The first step here is to remove the redundancy in observations: multiple observations in the same cell do not really convey a lot of information. For this reason, we can create a very sparse layer with only presences:

presences = mask(layer, observations, Bool)
SDM response → 278×712 grid with 100109 Bool-valued cells
  Latitudes	24.666666666666668 ⇢ 71.0
  Longitudes	-169.0 ⇢ -50.33333333333333

This is enough to start generating pseudo-absences. We will first use the RandomSelection method, which will pick positions anywhere on the layer except in places that are already occupied. Because our species has one occurrence far away in Alaska this might not be the best method, but this is a simple one to grasp.

rs_pa = rand(RandomSelection, presences)
SDM response → 278×712 grid with 100109 Bool-valued cells
  Latitudes	24.666666666666668 ⇢ 71.0
  Longitudes	-169.0 ⇢ -50.33333333333333

We can plot this layer to see what it looks like:

plot(convert(Float32, rs_pa), c=:Greys, leg=false)
scatter!(longitudes(observations), latitudes(observations), lab="", msw=0.0, ms=1, c=:orange)

This is obviously not ideal, as there are pseudo-absences very far from the observations.
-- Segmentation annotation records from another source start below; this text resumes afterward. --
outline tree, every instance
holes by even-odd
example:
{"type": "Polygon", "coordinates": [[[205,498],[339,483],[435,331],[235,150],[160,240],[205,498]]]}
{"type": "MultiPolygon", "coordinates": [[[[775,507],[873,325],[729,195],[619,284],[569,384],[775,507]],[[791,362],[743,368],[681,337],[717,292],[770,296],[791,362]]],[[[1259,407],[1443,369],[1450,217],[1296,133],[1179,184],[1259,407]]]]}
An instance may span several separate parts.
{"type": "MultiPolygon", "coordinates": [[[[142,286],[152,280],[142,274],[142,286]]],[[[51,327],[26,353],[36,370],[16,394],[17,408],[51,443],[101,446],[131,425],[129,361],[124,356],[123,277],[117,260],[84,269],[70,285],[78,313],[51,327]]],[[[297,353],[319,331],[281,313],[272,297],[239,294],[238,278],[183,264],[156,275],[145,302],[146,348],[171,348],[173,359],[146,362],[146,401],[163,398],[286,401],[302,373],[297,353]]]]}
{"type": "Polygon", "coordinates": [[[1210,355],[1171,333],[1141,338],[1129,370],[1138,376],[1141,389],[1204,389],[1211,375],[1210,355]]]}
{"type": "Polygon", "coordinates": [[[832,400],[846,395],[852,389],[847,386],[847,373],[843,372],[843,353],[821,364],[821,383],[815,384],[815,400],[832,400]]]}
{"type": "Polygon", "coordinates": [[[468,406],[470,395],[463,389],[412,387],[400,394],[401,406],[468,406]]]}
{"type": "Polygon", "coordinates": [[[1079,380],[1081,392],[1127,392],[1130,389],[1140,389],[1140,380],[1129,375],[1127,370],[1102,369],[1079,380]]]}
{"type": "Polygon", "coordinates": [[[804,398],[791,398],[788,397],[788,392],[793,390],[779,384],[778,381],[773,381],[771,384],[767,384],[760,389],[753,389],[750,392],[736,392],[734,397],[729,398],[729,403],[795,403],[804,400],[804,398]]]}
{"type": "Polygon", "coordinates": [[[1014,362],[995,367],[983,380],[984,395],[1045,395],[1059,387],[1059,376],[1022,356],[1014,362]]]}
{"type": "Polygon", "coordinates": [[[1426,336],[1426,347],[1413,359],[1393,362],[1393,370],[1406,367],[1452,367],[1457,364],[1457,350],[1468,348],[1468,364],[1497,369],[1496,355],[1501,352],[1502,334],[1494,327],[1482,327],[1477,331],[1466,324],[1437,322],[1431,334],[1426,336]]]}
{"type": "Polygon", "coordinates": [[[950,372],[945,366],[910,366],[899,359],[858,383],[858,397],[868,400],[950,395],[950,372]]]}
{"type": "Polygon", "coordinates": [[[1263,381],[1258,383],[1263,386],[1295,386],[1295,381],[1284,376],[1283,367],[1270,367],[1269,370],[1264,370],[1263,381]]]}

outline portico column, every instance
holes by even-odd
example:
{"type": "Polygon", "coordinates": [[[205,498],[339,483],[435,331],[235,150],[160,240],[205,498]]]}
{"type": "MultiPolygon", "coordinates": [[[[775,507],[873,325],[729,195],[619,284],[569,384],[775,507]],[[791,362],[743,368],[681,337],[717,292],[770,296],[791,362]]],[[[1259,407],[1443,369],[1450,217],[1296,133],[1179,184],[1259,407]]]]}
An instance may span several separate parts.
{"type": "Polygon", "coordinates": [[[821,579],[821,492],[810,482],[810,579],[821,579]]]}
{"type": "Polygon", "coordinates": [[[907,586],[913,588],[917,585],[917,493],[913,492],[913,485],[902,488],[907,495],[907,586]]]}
An alternative is to use the SurfaceRangeEnvelope method, which is limited to the bounding box of observations.

sre_pa = rand(SurfaceRangeEnvelope, presences)
SDM response → 278×712 grid with 100109 Bool-valued cells
  Latitudes	24.666666666666668 ⇢ 71.0
  Longitudes	-169.0 ⇢ -50.33333333333333

We can plot this layer to see what it looks like:

plot(convert(Float32, sre_pa), c=:Greys, leg=false)
scatter!(longitudes(observations), latitudes(observations), lab="", msw=0.0, ms=1, c=:orange)
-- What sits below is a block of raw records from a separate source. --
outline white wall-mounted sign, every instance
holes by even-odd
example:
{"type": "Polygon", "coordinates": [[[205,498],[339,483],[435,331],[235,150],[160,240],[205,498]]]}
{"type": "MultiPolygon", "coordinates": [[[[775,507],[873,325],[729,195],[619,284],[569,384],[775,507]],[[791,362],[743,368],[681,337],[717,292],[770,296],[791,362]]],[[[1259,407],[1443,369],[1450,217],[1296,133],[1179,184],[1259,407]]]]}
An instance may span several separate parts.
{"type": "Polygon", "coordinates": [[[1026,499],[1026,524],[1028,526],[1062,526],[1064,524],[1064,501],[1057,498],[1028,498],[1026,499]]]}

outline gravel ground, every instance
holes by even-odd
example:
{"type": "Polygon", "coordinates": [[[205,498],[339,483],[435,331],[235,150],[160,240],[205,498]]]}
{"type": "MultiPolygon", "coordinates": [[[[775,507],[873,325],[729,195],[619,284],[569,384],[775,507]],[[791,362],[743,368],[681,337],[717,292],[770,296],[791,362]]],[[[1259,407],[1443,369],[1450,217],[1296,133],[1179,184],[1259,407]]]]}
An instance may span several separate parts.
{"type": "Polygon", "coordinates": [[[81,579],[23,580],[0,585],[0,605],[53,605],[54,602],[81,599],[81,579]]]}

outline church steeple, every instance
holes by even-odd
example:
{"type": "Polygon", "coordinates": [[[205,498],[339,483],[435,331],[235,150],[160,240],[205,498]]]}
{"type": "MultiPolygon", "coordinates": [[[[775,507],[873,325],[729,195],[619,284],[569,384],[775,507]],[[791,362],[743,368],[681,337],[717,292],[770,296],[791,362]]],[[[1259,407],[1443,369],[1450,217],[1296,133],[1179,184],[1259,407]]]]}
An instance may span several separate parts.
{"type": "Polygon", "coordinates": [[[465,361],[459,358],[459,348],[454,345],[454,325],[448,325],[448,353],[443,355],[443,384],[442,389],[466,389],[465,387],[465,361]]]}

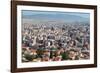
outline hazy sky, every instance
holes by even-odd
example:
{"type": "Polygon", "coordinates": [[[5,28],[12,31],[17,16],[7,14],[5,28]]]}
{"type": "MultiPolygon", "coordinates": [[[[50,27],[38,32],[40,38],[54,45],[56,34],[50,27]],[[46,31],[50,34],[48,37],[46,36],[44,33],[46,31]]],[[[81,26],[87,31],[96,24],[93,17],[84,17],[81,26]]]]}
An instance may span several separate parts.
{"type": "Polygon", "coordinates": [[[79,12],[58,12],[58,11],[35,11],[35,10],[22,10],[22,15],[37,15],[37,14],[48,14],[48,15],[75,15],[84,18],[89,18],[89,13],[79,13],[79,12]]]}

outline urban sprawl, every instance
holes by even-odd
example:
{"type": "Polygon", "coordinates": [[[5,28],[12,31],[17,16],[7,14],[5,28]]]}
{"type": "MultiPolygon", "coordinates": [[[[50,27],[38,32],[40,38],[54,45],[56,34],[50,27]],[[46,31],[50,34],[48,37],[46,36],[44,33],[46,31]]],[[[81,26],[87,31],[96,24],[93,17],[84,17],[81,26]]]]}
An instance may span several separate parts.
{"type": "Polygon", "coordinates": [[[22,24],[22,62],[87,60],[88,23],[22,24]]]}

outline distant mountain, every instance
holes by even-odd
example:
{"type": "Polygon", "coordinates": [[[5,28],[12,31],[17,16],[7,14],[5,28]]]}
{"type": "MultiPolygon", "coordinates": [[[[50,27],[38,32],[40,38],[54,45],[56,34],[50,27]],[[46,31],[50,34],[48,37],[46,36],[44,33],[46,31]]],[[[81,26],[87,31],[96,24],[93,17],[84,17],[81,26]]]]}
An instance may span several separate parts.
{"type": "Polygon", "coordinates": [[[35,14],[23,15],[23,19],[33,19],[41,21],[64,21],[64,22],[89,22],[89,18],[84,18],[77,15],[62,15],[62,14],[35,14]]]}

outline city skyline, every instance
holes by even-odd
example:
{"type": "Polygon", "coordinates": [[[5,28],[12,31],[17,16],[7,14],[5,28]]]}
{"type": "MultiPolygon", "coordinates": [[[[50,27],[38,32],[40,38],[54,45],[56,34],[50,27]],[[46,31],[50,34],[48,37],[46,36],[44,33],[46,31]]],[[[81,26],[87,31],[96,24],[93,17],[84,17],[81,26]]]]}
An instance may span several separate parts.
{"type": "Polygon", "coordinates": [[[89,13],[22,10],[23,19],[38,21],[89,22],[89,13]]]}

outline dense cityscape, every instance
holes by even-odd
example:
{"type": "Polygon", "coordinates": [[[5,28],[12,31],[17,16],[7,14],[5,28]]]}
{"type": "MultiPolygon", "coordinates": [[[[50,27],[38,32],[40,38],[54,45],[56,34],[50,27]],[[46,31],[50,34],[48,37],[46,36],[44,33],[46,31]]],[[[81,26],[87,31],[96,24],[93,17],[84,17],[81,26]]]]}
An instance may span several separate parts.
{"type": "Polygon", "coordinates": [[[48,21],[22,24],[22,62],[87,60],[90,24],[48,21]]]}

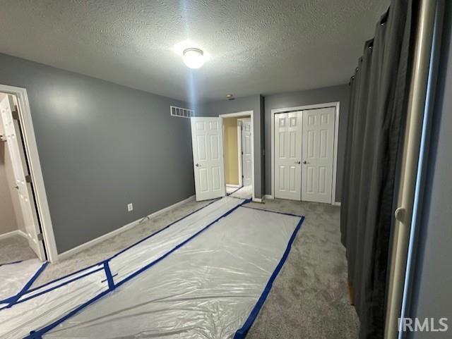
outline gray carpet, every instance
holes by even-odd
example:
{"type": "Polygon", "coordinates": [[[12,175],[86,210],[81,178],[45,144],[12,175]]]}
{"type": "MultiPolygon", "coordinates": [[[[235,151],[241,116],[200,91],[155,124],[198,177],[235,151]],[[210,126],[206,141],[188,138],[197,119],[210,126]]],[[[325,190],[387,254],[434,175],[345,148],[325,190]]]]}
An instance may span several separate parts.
{"type": "Polygon", "coordinates": [[[0,240],[0,264],[36,257],[28,246],[28,241],[21,235],[13,235],[0,240]]]}
{"type": "MultiPolygon", "coordinates": [[[[105,259],[208,202],[189,202],[71,258],[51,264],[35,285],[105,259]]],[[[345,249],[340,240],[340,208],[287,200],[251,205],[303,214],[306,219],[247,338],[357,338],[359,321],[349,303],[345,249]]]]}

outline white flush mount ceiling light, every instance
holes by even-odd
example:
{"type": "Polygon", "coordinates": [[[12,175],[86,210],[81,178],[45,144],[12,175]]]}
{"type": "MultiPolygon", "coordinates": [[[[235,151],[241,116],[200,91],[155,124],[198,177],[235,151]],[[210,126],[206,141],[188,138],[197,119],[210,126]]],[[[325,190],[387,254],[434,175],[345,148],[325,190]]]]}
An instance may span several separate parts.
{"type": "Polygon", "coordinates": [[[199,68],[204,64],[204,53],[198,48],[187,48],[184,50],[184,62],[190,68],[199,68]]]}

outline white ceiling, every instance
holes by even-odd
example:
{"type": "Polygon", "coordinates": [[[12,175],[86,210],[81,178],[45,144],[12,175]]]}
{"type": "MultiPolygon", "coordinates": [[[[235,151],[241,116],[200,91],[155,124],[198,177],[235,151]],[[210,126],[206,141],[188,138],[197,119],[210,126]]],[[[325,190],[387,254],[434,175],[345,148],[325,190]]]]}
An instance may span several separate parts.
{"type": "Polygon", "coordinates": [[[182,99],[312,89],[348,81],[388,2],[1,1],[0,52],[182,99]]]}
It is a little bit better, but the extreme point means that the surface range envelope is very large – in addition, the species has a distribution with large gaps in it, so we are going to experiment with the WithinRadius method.

This method will allow pseudo-absences to be within a set distance (expressed in degrees) of any given observation, excluding the grid cells for which we already have an observation. The default distance is 1 degree.

wr_one_pa = rand(WithinRadius, presences)
SDM response → 278×712 grid with 100109 Bool-valued cells
  Latitudes	24.666666666666668 ⇢ 71.0
  Longitudes	-169.0 ⇢ -50.33333333333333

This function can take a little longer to run, as it involves a clipping step based on circles around the presences; this will be optimized in the future.

We can plot this layer to see what it looks like:

plot(convert(Float32, wr_one_pa), c=:Greys, leg=false)
scatter!(longitudes(observations), latitudes(observations), lab="", msw=0.0, ms=1, c=:orange)

This is a much better distribution of pseudo-absences! Of course, the consequences of which pseudo-absence method to pick is key in the accuracy of the model. The WithinRadius method may not always perform better. In fact, in the Boosted Regression Tree exmaple, we will see how SurfaceRangeEnvelope gives excellent results.